Amar"s Blog

Sep 1, 2007

Making sense of standard deviation

I love the feeling of getting to understand a seemingly abstract concept in intuitive, real-world terms. It means you can comfortably and freely use it in your head to analyse and understand things and to make predictions. No formulas, no paper, no Greek letters. It’s the basis for effective analytical thinking. The best measure of whether you’ve “got it” is how easily you can explain it to someone and have them understand it to the same extent. I think I recently reached that point with understanding standard deviation, so I thought I’d share those insights with you.

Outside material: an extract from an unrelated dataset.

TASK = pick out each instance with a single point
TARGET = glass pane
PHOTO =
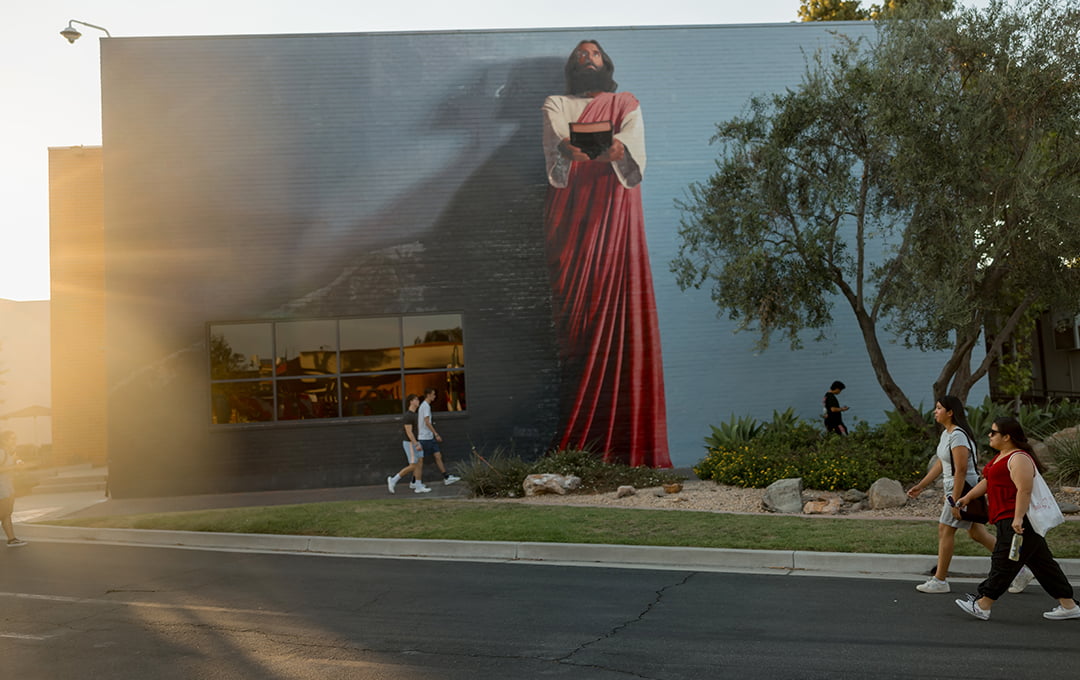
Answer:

Standard deviation is one of those very useful and actually rather simple mathematical concepts that most people tend to sort-of know about, but probably don’t understand to a level where they can explain why it is used and why it is calculated the way it is. This is hardly surprising, given that good explanations are rare. The Wikipedia entry, for instance, like all entries on mathematics and statistics, is absolutely impenetrable.

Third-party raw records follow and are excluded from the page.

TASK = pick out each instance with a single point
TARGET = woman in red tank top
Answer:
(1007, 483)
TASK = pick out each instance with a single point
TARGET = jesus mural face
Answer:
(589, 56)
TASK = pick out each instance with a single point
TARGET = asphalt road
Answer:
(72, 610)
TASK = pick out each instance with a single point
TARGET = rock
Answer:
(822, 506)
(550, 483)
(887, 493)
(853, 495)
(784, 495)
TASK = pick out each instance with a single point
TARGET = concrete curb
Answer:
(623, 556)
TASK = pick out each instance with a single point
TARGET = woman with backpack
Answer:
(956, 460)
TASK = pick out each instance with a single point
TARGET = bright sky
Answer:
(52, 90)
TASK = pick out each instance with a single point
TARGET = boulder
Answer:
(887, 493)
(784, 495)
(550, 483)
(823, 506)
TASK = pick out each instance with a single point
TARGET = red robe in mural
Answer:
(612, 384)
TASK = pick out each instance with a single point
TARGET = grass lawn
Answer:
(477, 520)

First of all, what is deviation? Deviation is simply the “distance” of a value from the mean of the population that it’s part of:

Deviation

Now, it would be great to be able to summarise all these deviations with a single number. That’s exactly what standard deviation is for. But why don’t we simply use the average of all the deviations, ignoring their sign (the mean absolute deviation or, simply, mean deviation)? That would be quite easy to calculate. However, consider the following two variables (for simplicity, I will use data sets with a mean of zero in all my examples):

Standard deviation vs. mean deviation

There’s obviously more variation in the second data set than in the first, but the mean deviation won’t capture this; it’s 2 for both variables. The standard deviation, however, will be higher for the second variable: 2.24. This is the crux of why standard deviation is used. In finance, it’s called volatility, which I think is a great, descriptive name: the second variable is more volatile than the first. [Update: It turns out I wasn't being accurate here. Volatility is the standard deviation of the changes between values – a simple but significant difference.] Dispersion is another good word, but unfortunately it already has a more general meaning in statistics.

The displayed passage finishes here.